ミミエルもまだらの森で大蟻を倒していたばかりではなく、伐採作業に加わることもあったので手際が良く、ターハも持ち前の怪力を活かして樹木の運搬などに従事していた。
シュメールのように順調に作業を進めていた企業やギルドだけではないが、雰囲気は悪くなかった。

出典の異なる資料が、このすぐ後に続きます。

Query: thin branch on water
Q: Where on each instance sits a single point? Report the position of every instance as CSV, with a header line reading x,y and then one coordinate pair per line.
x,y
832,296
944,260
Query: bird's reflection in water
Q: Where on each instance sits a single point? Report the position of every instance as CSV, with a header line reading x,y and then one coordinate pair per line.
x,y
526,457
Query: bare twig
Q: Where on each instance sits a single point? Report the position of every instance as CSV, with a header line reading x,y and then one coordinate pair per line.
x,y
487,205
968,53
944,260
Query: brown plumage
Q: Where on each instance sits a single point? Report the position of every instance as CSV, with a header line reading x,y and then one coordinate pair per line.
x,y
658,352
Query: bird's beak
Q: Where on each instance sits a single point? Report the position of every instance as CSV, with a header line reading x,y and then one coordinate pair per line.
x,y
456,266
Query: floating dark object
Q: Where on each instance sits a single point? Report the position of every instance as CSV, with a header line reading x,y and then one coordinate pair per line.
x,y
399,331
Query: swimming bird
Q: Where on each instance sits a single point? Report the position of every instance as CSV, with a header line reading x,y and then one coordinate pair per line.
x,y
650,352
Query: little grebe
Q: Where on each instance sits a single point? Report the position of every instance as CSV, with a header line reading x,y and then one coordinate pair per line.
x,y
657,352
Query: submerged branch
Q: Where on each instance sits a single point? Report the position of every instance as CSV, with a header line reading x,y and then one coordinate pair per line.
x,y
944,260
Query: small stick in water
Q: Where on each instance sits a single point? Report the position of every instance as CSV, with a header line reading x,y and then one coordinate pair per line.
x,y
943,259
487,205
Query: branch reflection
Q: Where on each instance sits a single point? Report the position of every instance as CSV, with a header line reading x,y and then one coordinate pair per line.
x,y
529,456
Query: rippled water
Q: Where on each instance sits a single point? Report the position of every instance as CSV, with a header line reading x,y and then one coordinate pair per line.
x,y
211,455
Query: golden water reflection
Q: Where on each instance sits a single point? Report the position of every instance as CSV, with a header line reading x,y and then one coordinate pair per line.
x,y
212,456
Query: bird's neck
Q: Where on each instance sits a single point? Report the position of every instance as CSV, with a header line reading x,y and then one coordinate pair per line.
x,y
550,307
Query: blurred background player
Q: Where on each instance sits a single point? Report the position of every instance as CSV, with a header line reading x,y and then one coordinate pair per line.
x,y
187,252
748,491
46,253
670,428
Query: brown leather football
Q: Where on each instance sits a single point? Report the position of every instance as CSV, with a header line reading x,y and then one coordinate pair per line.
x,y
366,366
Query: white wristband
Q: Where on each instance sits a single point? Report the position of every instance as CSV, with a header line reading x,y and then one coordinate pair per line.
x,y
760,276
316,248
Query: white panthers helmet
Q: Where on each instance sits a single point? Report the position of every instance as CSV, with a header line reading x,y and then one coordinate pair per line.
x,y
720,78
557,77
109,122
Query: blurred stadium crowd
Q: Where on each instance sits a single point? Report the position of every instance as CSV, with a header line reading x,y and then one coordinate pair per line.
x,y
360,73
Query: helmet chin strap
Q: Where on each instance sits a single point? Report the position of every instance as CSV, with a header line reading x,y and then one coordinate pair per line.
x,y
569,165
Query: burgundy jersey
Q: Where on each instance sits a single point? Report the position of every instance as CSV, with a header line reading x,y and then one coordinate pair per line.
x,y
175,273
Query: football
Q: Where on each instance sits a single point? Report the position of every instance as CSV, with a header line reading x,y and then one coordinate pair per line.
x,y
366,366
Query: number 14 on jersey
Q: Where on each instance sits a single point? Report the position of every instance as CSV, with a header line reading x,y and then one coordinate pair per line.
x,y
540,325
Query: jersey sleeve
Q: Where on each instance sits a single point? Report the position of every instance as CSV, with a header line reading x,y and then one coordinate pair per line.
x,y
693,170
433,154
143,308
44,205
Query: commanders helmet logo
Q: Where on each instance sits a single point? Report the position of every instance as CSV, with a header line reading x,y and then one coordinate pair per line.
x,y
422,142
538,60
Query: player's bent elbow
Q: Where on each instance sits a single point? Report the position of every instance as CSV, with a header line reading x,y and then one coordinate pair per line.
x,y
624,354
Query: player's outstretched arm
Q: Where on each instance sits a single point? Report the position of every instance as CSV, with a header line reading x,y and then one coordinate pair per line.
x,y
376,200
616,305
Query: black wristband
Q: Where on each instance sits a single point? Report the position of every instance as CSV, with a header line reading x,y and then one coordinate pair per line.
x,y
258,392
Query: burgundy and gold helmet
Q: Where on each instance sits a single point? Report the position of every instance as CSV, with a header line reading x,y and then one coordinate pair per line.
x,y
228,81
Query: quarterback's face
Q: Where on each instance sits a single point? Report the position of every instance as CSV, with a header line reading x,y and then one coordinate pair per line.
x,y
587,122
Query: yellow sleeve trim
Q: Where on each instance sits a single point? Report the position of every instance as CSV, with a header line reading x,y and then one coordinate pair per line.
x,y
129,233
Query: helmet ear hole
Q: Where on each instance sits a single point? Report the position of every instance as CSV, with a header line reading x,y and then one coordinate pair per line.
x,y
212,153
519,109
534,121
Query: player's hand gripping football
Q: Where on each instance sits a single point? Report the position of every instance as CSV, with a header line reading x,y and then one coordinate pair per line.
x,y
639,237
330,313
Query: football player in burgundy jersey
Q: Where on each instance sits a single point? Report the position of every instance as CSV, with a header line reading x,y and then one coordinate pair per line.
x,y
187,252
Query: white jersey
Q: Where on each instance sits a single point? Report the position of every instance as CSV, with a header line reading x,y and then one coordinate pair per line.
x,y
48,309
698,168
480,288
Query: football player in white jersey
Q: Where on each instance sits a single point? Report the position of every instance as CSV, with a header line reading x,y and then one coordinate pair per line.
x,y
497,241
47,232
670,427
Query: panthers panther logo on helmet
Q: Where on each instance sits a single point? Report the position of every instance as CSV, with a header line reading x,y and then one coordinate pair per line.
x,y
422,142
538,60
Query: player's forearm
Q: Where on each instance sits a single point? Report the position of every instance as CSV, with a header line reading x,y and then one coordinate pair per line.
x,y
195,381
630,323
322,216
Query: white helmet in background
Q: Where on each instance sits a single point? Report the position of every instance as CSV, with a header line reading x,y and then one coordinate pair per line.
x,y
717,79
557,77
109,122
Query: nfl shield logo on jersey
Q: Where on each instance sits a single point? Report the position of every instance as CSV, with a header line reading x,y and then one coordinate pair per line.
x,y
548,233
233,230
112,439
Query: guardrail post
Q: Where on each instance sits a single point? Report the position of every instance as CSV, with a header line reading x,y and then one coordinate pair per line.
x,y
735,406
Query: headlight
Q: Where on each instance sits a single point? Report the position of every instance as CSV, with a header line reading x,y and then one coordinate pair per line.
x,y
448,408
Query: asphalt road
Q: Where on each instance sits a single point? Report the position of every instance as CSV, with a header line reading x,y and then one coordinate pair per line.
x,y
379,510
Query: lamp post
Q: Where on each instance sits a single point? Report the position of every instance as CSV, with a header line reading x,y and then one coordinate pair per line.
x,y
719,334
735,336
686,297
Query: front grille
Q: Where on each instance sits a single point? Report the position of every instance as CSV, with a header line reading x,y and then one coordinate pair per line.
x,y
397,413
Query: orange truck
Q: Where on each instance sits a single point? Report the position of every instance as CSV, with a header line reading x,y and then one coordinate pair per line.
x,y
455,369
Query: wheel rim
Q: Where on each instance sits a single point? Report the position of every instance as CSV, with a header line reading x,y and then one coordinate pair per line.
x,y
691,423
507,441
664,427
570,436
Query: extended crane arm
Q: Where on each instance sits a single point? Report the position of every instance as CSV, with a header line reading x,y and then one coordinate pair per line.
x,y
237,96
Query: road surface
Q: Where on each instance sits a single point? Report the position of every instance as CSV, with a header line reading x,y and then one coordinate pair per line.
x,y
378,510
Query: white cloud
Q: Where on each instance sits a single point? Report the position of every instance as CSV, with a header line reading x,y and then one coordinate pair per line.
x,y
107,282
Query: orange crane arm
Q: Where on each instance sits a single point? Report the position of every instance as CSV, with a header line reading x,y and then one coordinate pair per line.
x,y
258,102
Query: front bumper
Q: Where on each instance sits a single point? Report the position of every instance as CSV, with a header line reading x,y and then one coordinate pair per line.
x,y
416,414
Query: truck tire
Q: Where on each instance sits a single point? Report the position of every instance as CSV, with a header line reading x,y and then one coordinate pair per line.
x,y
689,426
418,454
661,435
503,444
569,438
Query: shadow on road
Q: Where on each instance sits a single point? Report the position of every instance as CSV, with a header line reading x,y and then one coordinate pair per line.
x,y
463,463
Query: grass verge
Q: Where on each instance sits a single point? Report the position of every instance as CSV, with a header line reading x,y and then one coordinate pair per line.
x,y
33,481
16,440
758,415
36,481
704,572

……誰もが心の中でひっそりと、あの城壁に挑むよりもましだとおもっていたのだろう。
この辺りはウルクに比べると降水量が多いのか、背の高い樹木が少なくなかった。しかしそう時間が経たないうちにめぼしい木は切り倒されてしまった。
さてそうなると木の器を作らなければならない。
本来こういう木材加工を行う場合、樹木を乾燥させるべきだが、そんな時間はない。
切り倒した樹木を早速加工し始めた。
……無論、苦戦しているものが多かった。
この遠征軍は戦うために集められた集団であり、細やかな作業が苦手だったのだろう。
しかしここでも。
「ラバサルさん、うまいですね」
「おっさん、無駄に器用だよな」
「無駄は余計だ」
反論しながらも、仏頂面の下にわずかながら嬉しそうな表情があった。
短刀を器用に使い、器を削る。さらにはエンリル神を象徴する嵐をあしらった模様さえつけている。
一朝一夕で身に着けられる技術ではなさそうだった。
「だー、やっぱこういうのは性に合わねえ」
反対に投げ出しそうになったのはターハだ。
見た目通り、性格通り、ちまちました彫刻にはやくも飽きがき始めていた。
「せめてノミかなんかがあれば……あ」
そこでじっとターハはエタを見た。
最初何故なのかわからなかったが、エタははっとして声をひそめた。
「ターハさん。いくらなんでもメラムを纏った突きノミは貸しませんよ」
メラムを纏った掟を持っているのならばあらゆる都市国家の市民が羨望するだろうが、余計なやっかみも招きかねない。
公衆の面前で取り出していいものではない。
「そんなこと言わずによう。先っぽだけでいいからさ」
「お断りします。アトラハシス様から賜った大事な掟を他人に貸して、ましてや本来の用途と異なることをするなんてできません」
突きノミの掟は『粘土板を砕く』。それゆえ樹木を彫ってもあまり効率は良くないだろう。
もちろんターハにそんな道理は通用しない。
「いいじゃねえか。な? な? 礼はするからさ」
「いやです」
「頼むよ。一回くらい触らせてくれよう」
「そんな金の製品じゃないんですから……」
酔っぱらいに絡まれているようでげんなりしていたが、ミミエルが手近な枝でぴしゃりとターハの腕を打つと、ターハはにやりと笑い、拳を突き出す構えを取った。
(本気じゃないのはわかるけど……ここで喧嘩はやめてほしいなあ)
何とか仲裁の手段を考えていると。
「あれ? ニッグ?」
体格の良い茶髪の少年、そして今回の護衛対象であるニッグが近づいていた。